The 3rd of October, 2010. Sunday morning.
That's the last time the San Diego Padres seemed relevant.
If the Padres had beaten the Giants that afternoon, they would have pulled into a first-place tie on the last day of the regularly scheduled season; as it happened, they also would have tied the Braves atop the Wild Card standings. All of which would have made for an interesting few days.
The Padres didn't beat the Giants that afternoon. They lost that game, 3-0.
Last season, they finished last.
This season, they're not just last; they're deeply last. They've lost six in a row, with the worst record (17-35) in the majors. Oh, and there's instability in the owner's suite.
There. Now you're all caught up.
Grandal's notable as the third player in the 4-for-1 deal the Padres made with the Reds last winter. Cincinnati got Mat Latos, the Padres' ace starting pitcher; San Diego got starting pitcher Edinson Volquez, first baseman Yonder Alonso, Grandal, and control-challenged relief pitcher Brad Boxberger (who Grandal leaves behind in the Pacific Coast League, at least for now).

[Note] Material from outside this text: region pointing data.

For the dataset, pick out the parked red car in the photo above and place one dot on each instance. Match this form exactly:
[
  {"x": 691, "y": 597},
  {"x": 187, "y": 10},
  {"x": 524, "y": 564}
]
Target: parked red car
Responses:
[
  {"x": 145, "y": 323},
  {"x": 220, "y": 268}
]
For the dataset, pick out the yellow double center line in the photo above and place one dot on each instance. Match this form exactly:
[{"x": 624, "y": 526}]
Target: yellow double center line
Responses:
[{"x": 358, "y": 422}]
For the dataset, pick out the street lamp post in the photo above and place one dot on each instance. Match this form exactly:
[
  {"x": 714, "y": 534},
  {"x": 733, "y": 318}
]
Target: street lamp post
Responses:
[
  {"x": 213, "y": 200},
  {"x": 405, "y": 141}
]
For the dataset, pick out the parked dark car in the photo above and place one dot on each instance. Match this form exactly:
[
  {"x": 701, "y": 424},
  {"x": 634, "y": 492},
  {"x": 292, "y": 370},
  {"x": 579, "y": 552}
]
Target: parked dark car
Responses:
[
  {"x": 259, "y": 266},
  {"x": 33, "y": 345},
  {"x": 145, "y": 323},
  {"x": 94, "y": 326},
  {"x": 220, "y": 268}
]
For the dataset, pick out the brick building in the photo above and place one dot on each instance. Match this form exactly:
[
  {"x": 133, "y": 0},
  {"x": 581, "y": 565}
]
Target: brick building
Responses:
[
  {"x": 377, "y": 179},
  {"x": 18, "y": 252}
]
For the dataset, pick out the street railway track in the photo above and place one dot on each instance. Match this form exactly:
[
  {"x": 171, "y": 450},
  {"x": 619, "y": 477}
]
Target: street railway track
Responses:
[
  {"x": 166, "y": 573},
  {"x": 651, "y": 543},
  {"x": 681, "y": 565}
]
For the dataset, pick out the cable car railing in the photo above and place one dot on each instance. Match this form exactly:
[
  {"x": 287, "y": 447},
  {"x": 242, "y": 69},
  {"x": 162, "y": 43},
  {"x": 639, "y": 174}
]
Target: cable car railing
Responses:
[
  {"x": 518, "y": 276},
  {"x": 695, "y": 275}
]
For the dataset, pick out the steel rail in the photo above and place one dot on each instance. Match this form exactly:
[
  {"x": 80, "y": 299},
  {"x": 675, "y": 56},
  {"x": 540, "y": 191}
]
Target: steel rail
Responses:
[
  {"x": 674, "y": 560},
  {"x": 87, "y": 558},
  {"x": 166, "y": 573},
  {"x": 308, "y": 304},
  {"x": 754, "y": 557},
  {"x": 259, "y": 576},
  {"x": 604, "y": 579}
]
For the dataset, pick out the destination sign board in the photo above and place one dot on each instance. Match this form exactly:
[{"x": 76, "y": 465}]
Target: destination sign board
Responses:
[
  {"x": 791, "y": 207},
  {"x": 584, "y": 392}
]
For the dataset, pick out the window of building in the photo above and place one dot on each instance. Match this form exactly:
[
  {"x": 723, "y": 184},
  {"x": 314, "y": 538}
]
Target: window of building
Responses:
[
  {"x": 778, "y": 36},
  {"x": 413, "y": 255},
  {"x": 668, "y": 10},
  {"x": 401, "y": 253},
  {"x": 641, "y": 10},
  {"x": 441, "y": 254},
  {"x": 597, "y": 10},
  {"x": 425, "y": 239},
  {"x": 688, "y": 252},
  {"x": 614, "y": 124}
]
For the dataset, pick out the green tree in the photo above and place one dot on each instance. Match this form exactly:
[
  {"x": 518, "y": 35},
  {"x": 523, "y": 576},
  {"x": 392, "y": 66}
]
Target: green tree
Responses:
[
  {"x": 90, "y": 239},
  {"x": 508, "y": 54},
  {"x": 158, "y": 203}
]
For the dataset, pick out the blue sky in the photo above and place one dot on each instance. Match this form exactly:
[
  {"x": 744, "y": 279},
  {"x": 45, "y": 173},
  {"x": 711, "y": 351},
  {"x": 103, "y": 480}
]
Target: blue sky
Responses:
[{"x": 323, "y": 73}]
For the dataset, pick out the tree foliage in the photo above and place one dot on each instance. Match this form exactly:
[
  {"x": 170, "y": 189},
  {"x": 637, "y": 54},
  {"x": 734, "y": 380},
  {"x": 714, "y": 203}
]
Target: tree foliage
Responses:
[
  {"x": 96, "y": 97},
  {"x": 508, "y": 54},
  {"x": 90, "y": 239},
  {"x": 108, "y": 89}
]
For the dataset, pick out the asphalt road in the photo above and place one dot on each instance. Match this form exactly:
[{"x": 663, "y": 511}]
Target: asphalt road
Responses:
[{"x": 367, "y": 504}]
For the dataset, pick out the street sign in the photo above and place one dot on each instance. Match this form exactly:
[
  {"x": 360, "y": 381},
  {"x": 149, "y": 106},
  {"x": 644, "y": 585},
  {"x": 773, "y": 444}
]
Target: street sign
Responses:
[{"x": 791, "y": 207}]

Volquez has been the Padres' best starter this season (which is damning with faint praise, but still).
Alonso's a work in progress; he's got just one home run all season, but he's also got 16 doubles and a .360 on-base percentage. He's 25 and time's growing short but he's still got a chance to be pretty good, anyway.
And now, Grandal.
Just a few months ago, the Padres inked catcher Nick Hundley to a three-year, $9-million contract extension through 2014, which might have suggested that Hundley was going to block Grandal for a while.

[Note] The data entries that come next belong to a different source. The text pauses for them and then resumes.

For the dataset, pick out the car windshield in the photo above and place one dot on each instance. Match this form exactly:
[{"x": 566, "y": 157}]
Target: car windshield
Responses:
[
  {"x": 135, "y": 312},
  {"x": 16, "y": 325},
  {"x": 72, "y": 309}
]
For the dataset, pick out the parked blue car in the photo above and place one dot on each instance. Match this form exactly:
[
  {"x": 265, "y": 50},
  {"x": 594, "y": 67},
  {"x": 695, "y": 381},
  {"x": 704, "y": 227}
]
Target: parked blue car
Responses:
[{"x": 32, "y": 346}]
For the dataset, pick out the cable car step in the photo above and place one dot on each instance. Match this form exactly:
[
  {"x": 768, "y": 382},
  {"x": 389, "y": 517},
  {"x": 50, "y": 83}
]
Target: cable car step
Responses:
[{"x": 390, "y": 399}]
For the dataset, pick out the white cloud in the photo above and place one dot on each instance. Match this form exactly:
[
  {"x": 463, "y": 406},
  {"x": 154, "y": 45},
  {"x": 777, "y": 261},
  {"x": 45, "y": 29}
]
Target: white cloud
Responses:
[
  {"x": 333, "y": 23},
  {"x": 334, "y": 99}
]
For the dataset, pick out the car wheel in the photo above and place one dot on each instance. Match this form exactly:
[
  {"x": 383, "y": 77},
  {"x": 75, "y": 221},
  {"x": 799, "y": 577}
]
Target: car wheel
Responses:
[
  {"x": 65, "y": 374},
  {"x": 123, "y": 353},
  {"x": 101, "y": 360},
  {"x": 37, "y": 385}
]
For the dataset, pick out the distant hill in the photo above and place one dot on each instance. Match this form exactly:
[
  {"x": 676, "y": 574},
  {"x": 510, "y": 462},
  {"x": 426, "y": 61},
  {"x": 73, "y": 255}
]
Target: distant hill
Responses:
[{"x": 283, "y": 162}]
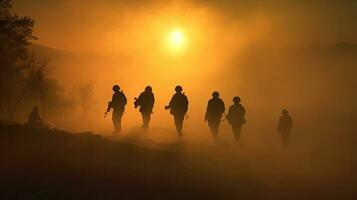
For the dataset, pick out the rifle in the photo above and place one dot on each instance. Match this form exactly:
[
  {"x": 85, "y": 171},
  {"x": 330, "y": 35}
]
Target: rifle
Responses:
[
  {"x": 108, "y": 109},
  {"x": 136, "y": 103}
]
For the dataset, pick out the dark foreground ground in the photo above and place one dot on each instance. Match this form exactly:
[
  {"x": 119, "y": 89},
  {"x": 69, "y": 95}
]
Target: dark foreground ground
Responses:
[{"x": 52, "y": 164}]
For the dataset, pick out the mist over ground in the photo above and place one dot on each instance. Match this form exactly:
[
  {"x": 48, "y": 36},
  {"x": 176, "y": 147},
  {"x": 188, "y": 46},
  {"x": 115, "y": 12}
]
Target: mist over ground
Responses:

Or maybe not. Really $9 million isn't a great deal of money, even for a pretty good No. 2 catcher.
Hundley, this season, has become just another emblem of the Padres' failures. Last year he ranked among the game's better-hitting catchers; this year he's among the game's worst-hitting players. Which creates an opening for Grandal, who's hitting 317/421/500 with triple-A Tucson.

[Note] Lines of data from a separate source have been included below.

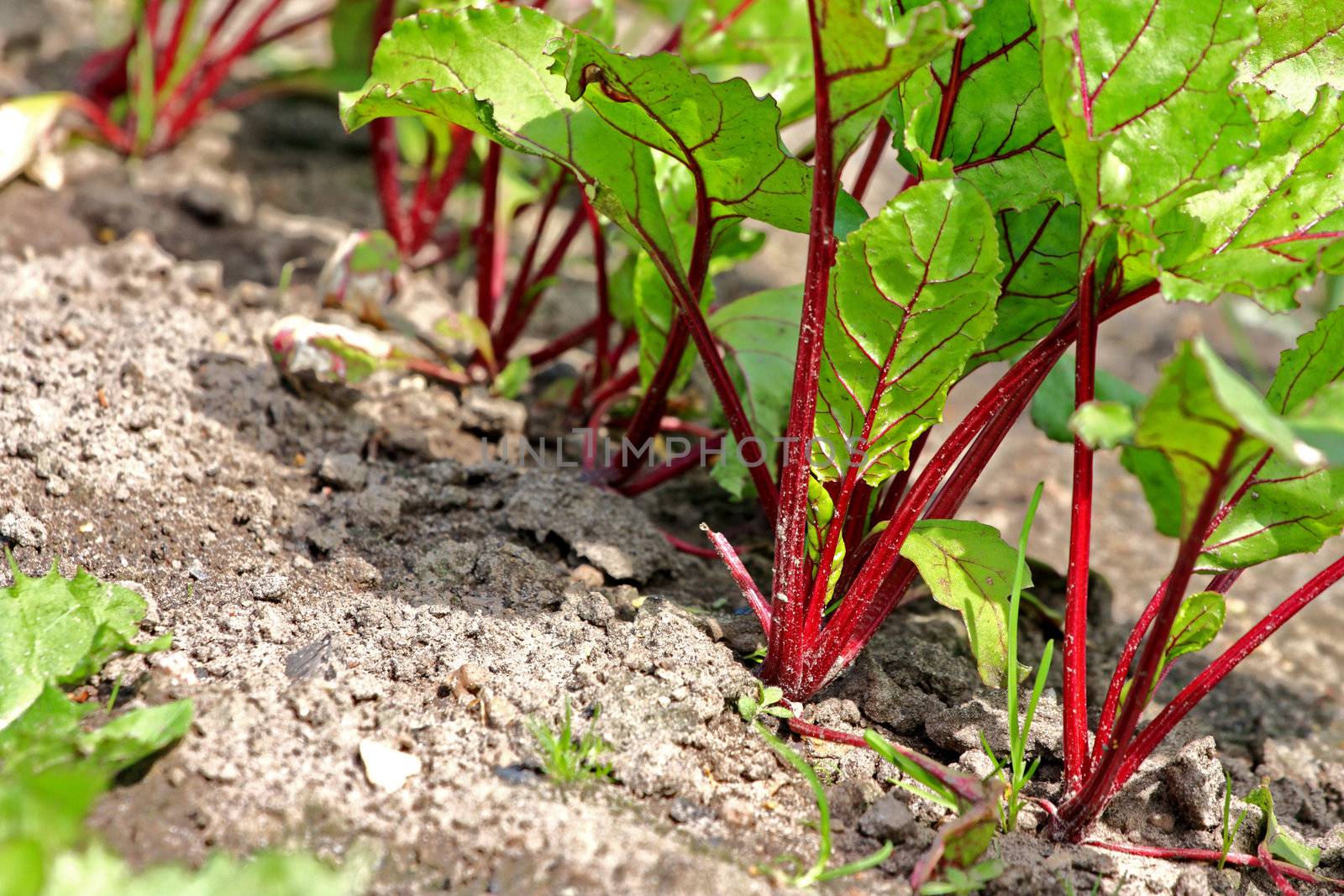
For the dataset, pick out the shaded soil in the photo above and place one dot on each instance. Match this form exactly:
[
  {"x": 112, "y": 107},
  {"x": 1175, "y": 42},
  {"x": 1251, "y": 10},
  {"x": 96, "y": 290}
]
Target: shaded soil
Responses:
[{"x": 343, "y": 570}]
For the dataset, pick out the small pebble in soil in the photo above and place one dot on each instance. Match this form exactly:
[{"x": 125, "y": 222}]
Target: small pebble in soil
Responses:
[
  {"x": 270, "y": 587},
  {"x": 588, "y": 575},
  {"x": 683, "y": 810},
  {"x": 24, "y": 528},
  {"x": 343, "y": 470},
  {"x": 517, "y": 774},
  {"x": 470, "y": 679},
  {"x": 311, "y": 658},
  {"x": 889, "y": 819},
  {"x": 386, "y": 768}
]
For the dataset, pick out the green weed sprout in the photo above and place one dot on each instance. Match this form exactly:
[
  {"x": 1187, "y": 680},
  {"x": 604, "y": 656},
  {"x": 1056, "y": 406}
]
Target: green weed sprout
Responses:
[
  {"x": 819, "y": 873},
  {"x": 1229, "y": 829},
  {"x": 971, "y": 880},
  {"x": 1016, "y": 774},
  {"x": 568, "y": 761}
]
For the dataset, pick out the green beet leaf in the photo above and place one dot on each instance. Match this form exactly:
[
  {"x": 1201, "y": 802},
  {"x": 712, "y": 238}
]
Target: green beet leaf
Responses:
[
  {"x": 488, "y": 70},
  {"x": 1139, "y": 92},
  {"x": 1053, "y": 405},
  {"x": 969, "y": 569},
  {"x": 772, "y": 40},
  {"x": 1200, "y": 410},
  {"x": 1102, "y": 425},
  {"x": 1301, "y": 47},
  {"x": 980, "y": 107},
  {"x": 866, "y": 60},
  {"x": 911, "y": 297},
  {"x": 1039, "y": 281},
  {"x": 1287, "y": 510},
  {"x": 1198, "y": 622},
  {"x": 980, "y": 112},
  {"x": 1277, "y": 228},
  {"x": 62, "y": 631},
  {"x": 722, "y": 132},
  {"x": 1281, "y": 846},
  {"x": 759, "y": 338}
]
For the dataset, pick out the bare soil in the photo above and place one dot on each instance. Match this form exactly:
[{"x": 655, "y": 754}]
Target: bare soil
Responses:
[{"x": 346, "y": 569}]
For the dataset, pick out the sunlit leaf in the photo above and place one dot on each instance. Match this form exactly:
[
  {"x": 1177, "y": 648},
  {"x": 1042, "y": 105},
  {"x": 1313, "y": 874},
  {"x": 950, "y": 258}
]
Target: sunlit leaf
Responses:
[
  {"x": 759, "y": 338},
  {"x": 1139, "y": 92},
  {"x": 1287, "y": 510},
  {"x": 911, "y": 297},
  {"x": 1102, "y": 425},
  {"x": 969, "y": 569}
]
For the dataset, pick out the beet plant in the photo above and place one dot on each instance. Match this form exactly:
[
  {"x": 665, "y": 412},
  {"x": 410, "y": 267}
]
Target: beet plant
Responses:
[
  {"x": 154, "y": 86},
  {"x": 1065, "y": 163}
]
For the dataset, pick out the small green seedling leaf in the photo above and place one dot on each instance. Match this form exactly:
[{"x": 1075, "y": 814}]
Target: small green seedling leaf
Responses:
[
  {"x": 568, "y": 761},
  {"x": 964, "y": 882},
  {"x": 57, "y": 631},
  {"x": 759, "y": 333},
  {"x": 1102, "y": 425},
  {"x": 1198, "y": 622},
  {"x": 922, "y": 781},
  {"x": 766, "y": 700},
  {"x": 1281, "y": 846},
  {"x": 969, "y": 569},
  {"x": 362, "y": 275},
  {"x": 1229, "y": 828},
  {"x": 514, "y": 378},
  {"x": 1200, "y": 409},
  {"x": 819, "y": 872},
  {"x": 1053, "y": 406},
  {"x": 327, "y": 352}
]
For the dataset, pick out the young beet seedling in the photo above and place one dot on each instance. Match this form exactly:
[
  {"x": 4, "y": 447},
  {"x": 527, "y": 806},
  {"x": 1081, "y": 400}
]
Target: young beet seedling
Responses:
[{"x": 1066, "y": 161}]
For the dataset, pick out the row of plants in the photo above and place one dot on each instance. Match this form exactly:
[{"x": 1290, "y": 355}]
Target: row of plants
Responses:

Now, lest you start burning up the World Wide Web to draft Grandal for your roto team, it's worth mentioning there's a Grand Canyon of difference between hitting for Tucson and hitting for San Diego. Grandal's numbers will likely take the same tumble that every other minor-league hitter's numbers have taken, upon joining the Padres.
But right now, Yasmani Grandal is about as interesting as the San Diego Padres get. If you're a fan, you have a choice. You can spend the weekend thinking about Yasmani Grandal. Or you can spend the weekend thinking about Jeff Suppan.